Sorry about the few spelling mistakes in my last Newsletter but I was very upset.
I am much better now, thank you, and have received several emails of support during this very difficult time - many of them offering sympathy and advice on how to cope with George's passing.
Reverend Jacobs asked that I call in at his church next Sunday for guidance and strength. I said thanks but that I'd probably have recovered enough by then and I'd phone him sometime. Reverend Jacobs is very nice but can be a bit overpowering. He speaks too slowly and softly for my liking and I find my hand turning around as if to wind him up.
I think he means well and I suspect he may be brighter than one imagines. In fact, these suspicions were confirmed just as I was trying to drag myself away. He suddenly held onto my arm and whispered that, if I came to his Church and put £50 into his collection box, could I not claim it back on MPs expenses.
"Thanks Jake," I said. "I hadn't thought of that one. If I drop in £50 can you give me a receipt for £100?"
My dear friend, Mullah Mohamed then phoned me from the Krupton mosque and suggested I join him on his mat next morning. While we were at it I suggested we might make a quick check to see how George was coping with his three hundred virgins. Mohamed thought this was a good idea.
I then said to him that the last time I'd seen ninety three year old George, he had told me he could hardly get up the stairs let alone get anything else up.
Mohamed smiled behind his beard and said that George would feel like a new man once he'd passed onwards and upwards - or at least he hoped he would.

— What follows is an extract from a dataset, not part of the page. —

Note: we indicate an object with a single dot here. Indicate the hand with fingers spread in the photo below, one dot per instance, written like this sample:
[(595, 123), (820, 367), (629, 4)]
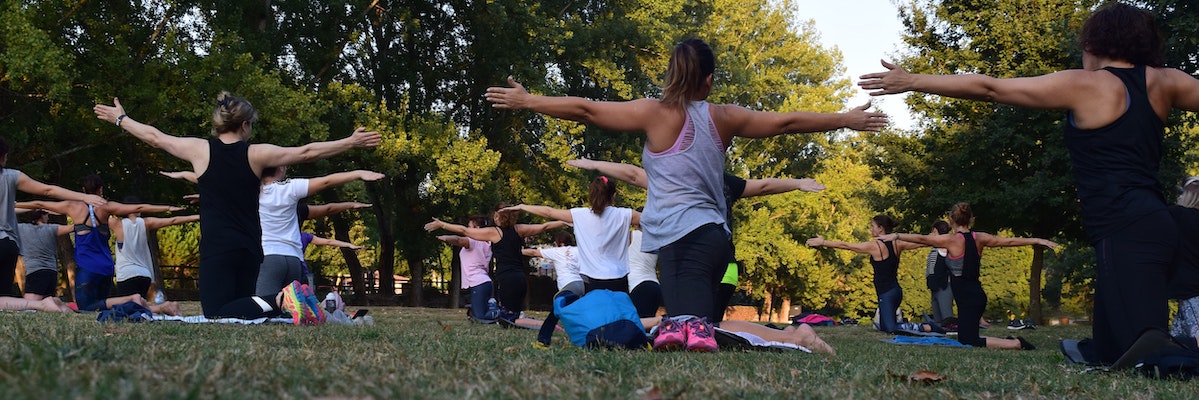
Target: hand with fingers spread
[(109, 113), (811, 186), (862, 120), (895, 80), (512, 98)]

Mohamed said that he, himself, was already looking forward to going there. In fact, he had already offered to go voluntarily in order to get Sharia law introduced by the next Parliament. He had heard that the trip up to that garden where all the virgins sit around under the palm trees eating boxes of sticky dates was very, very quick. It would, in fact, feel just like the high speed lift in the Shard.
Anyway, after we'd discussed the merits of modern architecture and how such buildings might withstand modern warfare, Mullah Mohamed offered to drive me over to his brother's shop in his new Mercedes.
His brother, Khalil, runs a halal butchers mixed up with Islamic literature and Mohamed said he was sure he would do me a nice bit of goat if I could raise a question about Sharia law in PM Questions after the recess.
As for the goat meat, I could pay Khalil in Saudi Arabian riyals if I like as he was running some sort of school with his uncle in Islamabad. This all sounded very complicated to me so I said I'd call him another time to get a better understanding.
But then, the offers of meat came thick and fast. Why people wanted to talk about flesh just as I'm trying to get over watching George's coffin disappear behind a curtain I don't know.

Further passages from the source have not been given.